Anyway, something I wanted to address in my blog was actually the difference between “aggression” and “reactivity”. Great post though ^_^
Love this, so many people treat their dogs as people and not as dogs. They have no idea how to communicate with their canine companion nor fulfill their dog’s wants and desires. Poor Akita, if someone came up and screamed in my face better bet I’d be screaming back.
Feliciatatum or whatever,
Dogs and men do often act the same way to basic stresses. Men are animals as well and not as separate as you seem to think. Approach an animal and the fear/flight/anger/fight impulses and very nearly the same psychologically. Dogs especially, basically a man created creature, act very much like the people they live with and learn from.

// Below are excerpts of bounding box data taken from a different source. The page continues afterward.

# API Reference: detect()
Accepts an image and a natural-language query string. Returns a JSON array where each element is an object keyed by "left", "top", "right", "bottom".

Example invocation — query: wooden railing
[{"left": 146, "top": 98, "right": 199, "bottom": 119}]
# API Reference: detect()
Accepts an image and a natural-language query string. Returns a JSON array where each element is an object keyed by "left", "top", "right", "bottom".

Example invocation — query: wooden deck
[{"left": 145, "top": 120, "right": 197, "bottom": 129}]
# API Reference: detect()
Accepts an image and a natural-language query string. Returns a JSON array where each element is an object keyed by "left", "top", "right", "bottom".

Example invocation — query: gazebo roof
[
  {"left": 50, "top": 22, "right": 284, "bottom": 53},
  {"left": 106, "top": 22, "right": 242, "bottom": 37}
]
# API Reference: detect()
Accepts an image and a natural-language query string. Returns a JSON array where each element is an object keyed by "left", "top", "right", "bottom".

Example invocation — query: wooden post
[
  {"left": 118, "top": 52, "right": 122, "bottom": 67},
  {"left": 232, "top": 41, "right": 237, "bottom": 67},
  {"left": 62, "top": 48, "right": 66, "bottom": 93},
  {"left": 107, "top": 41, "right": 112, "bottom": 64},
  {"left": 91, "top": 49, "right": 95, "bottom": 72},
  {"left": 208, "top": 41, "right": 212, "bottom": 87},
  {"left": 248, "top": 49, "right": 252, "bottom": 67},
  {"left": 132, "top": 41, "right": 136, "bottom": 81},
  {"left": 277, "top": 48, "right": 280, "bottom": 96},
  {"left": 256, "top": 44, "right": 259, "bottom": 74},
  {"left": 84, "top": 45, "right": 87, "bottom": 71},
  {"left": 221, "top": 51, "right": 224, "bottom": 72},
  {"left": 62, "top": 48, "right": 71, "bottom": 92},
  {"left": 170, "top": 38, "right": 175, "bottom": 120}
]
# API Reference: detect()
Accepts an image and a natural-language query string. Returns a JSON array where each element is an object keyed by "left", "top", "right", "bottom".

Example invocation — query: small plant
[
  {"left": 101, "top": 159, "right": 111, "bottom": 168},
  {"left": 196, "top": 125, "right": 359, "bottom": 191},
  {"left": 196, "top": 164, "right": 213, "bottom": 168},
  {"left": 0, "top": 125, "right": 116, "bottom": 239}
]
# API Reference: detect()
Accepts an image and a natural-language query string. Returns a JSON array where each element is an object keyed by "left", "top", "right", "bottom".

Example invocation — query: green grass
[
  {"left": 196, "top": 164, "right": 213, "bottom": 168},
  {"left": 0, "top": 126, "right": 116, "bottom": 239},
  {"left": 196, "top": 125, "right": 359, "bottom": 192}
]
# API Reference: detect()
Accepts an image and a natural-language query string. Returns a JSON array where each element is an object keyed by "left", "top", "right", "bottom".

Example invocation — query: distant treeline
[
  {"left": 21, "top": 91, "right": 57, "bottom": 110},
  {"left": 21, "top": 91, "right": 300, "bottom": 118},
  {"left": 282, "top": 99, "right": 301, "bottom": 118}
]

I think it’s great someone on the internet is thinking outside the box and not just rehashing what is already out there about dog reactivity. Humans like to think they are experts in other species, but we’re barely experts in out own species let alone another one. I have a husky/shepherd who is reactive. She has made alot of progress since I got her as a stray with walking on a leash (something that was new to her). It took many months but she walks beside me, no longer chases bunnies, squirrels, cats or deer when asked to leave it. But a dog will still set her off. She so desperately wants to meet them. But since I didn’t want to reward the pulling when I got her, it just started a downward spiral, of pulling, and frustration that she can’t get to them. So the pulling turned to pulling + barking + lunging. And it is especially bad if the other dog is also pulling and trying to get to her. If I just let them meet, she’ll sniff and try to play and more easily walk on. The other day, just that happened, only I didn’t let them meet. A passerby walks over and says “someone wants a fight” and I replied, she just wants to play. Passerby says “That’s not always what that means and maybe you should socialize her more”. I replied “well she goes to daycare 3-5 days a week all day, do you think that’s enough?” And he just walked away. It is so frustrating when people pass judgement and worse, offer up advice, when they have no idea anything about your dog or where you are in training or what your goals are. That being said, my dog will definitely also react in a more aggressive way (I can definitely tell the difference between the 2 types of reactions in her) when a dog we are passing is staring, or growling, and especially the rude little barky dogs (that many owners seem to think is cute). And I’ve always thought it seemed like a fair reaction. But because she is a bigger dog, it seems that people tend to think you should be the one with the control over your dog (cause that makes sense??!). This was a long rant, to say that I agree we put too many expectations on our dogs (that live in town). I grew up in the country and nobody ever expected our dogs to get along instantly with strange dogs. But in town it just seems there are different expectations. Maybe one day the behaviour will be more understood. In the meantime what is probably a “normal” behaviour in some dogs, certainly is making some trainers alot of money trying to fix it.